Стормонт Найджел, родился давным-давно, получил не слишком блестящее образование, сначала в колледже «Шрубери и Джезус» в Оксфорде, затем – на историческом факультете того же университета, словом – как все. Разведен, так же, как все, за тем, пожалуй, исключением, что моя маленькая эскапада стала материалом для статей в воскресных газетах. В конце концов, женился на Пэдди, сокращенно от Патриции, несравненной бывшей супруге cher collegue из британского посольства в Мадриде, после чего последний пытался принести меня в жертву на большом рождественском приеме, запустив в голову заздравную серебряную чашу. В настоящее время отбываю трехлетний срок заключения в Синг-Синге, сиречь Панаме, население 2,6 миллиона человек, четверть из них безработные, половина живет ниже уровня бедности. Что потом со мной делать, еще не решено, если начальство вообще способно принимать какие-то решения и делать выводы. Скорее всего нет, судя хотя бы по вчерашнему ответу на мой отчет, посланный полтора месяца тому назад. И кашель у Пэдди все не проходит – когда наконец эти чертовы доктора сообразят, чем его вылечить?
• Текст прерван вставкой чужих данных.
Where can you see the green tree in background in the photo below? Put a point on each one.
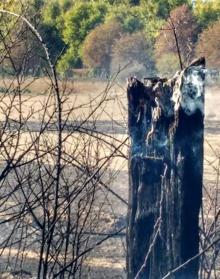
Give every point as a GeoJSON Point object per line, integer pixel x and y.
{"type": "Point", "coordinates": [97, 47]}
{"type": "Point", "coordinates": [79, 21]}
{"type": "Point", "coordinates": [209, 45]}
{"type": "Point", "coordinates": [207, 12]}
{"type": "Point", "coordinates": [178, 36]}
{"type": "Point", "coordinates": [134, 51]}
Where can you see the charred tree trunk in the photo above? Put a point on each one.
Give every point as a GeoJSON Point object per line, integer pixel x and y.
{"type": "Point", "coordinates": [165, 173]}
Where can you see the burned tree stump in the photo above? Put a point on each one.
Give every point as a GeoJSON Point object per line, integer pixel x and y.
{"type": "Point", "coordinates": [165, 173]}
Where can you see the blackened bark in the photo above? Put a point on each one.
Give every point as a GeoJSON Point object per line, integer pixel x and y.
{"type": "Point", "coordinates": [166, 128]}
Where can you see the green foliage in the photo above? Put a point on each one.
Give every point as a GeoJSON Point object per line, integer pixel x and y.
{"type": "Point", "coordinates": [207, 12]}
{"type": "Point", "coordinates": [209, 45]}
{"type": "Point", "coordinates": [186, 28]}
{"type": "Point", "coordinates": [79, 21]}
{"type": "Point", "coordinates": [135, 51]}
{"type": "Point", "coordinates": [97, 47]}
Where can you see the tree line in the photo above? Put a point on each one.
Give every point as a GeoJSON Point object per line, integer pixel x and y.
{"type": "Point", "coordinates": [102, 36]}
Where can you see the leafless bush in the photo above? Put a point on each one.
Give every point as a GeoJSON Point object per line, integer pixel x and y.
{"type": "Point", "coordinates": [53, 183]}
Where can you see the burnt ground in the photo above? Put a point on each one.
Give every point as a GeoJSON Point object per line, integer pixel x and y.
{"type": "Point", "coordinates": [108, 260]}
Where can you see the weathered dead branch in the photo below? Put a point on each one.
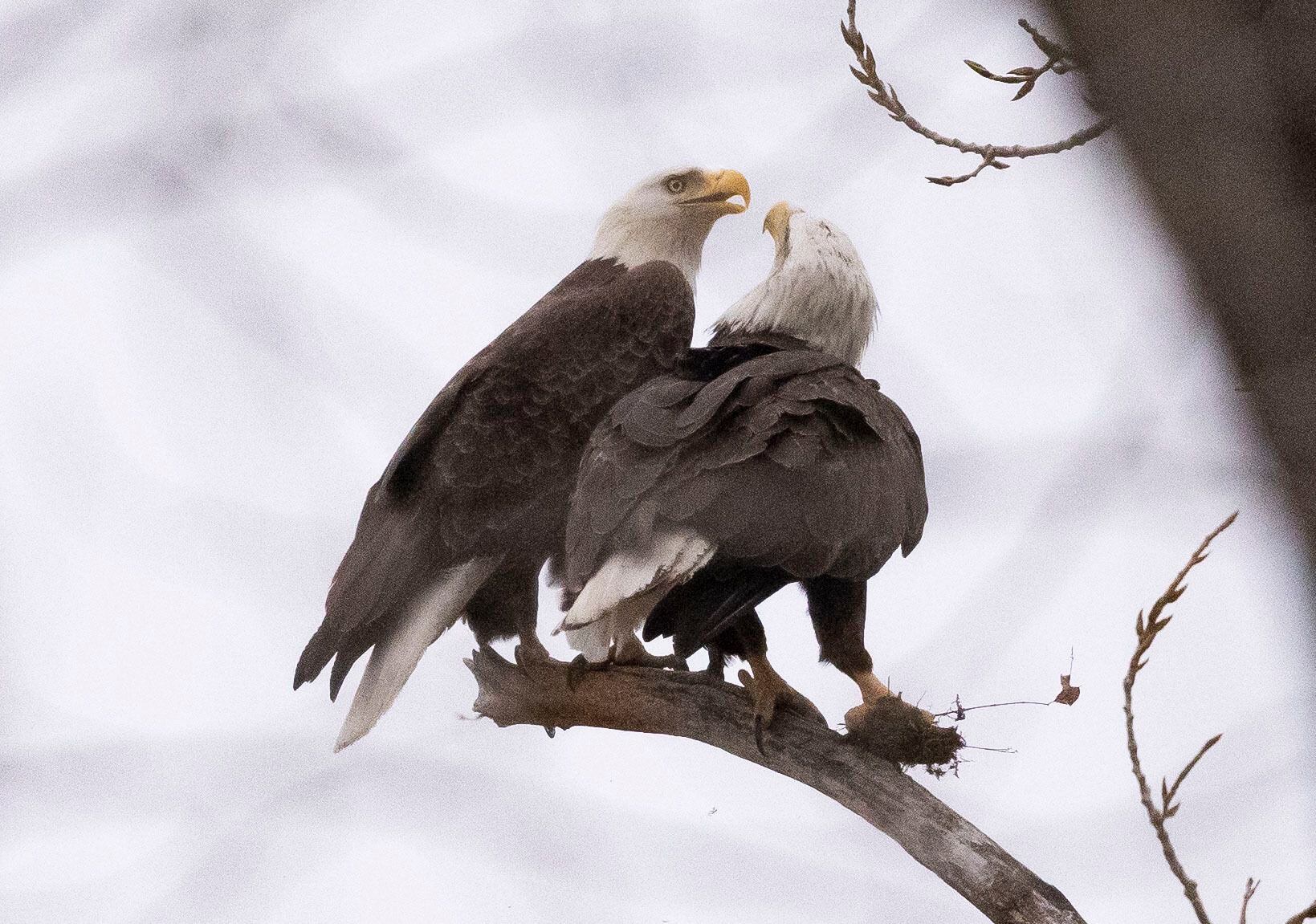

– А почему бы, ради разнообразия, не какой-нибудь несчастный британский консорциум? – жалобным тонким голосом задавал риторический вопрос Молтби. – Лично я просто мечтаю стать центром дружественного британского заговора. Но так ни разу и не довелось. А вы, Фрэн?
Красавица Франческа Дин рассеянно улыбнулась и коротко бросила:
– Увы.
– Увы, да?
– Увы, нет.
Молтби был далеко не единственным мужчиной, которого Франческа свела с ума. За ней увивалась половина Панамы. Тело, ради которого можно убить, так мало того – имелись еще и мозги. Блондинка с изумительной сливочно-кремовой кожей – предел мечтаний любого латиноамериканца. Иногда Стормонт видел ее на приемах и вечеринках в окружении целой толпы сливок местного мужского общества, и каждый из этих жеребцов умолял ее о свидании. Но к одиннадцати она всегда была дома, ложилась в постель с книжкой, а на следующее утро, ровно в девять, уже сидела за своим столом в строгом черном костюме и без грима.
– Не кажется ли вам, Галли, что за всем этим стоит строго секретное желание Британии превратить канал в ферму по разведению форели? Это было бы забавно, ей-богу! – Сейчас Молтби со слоновьей неуклюжестью заигрывал уже с крохотным, безупречно одетым и подтянутым Галливером, лейтенантом ВМС Великобритании в отставке, руководившим в посольстве отделом поставок. – Представляете? Мальков можно разводить в шлюзах Мирафлорес, подросшую рыбу выпускать в Педро Мигель, а взрослых особей – в озеро Гатун. Идея, как мне кажется, просто замечательная.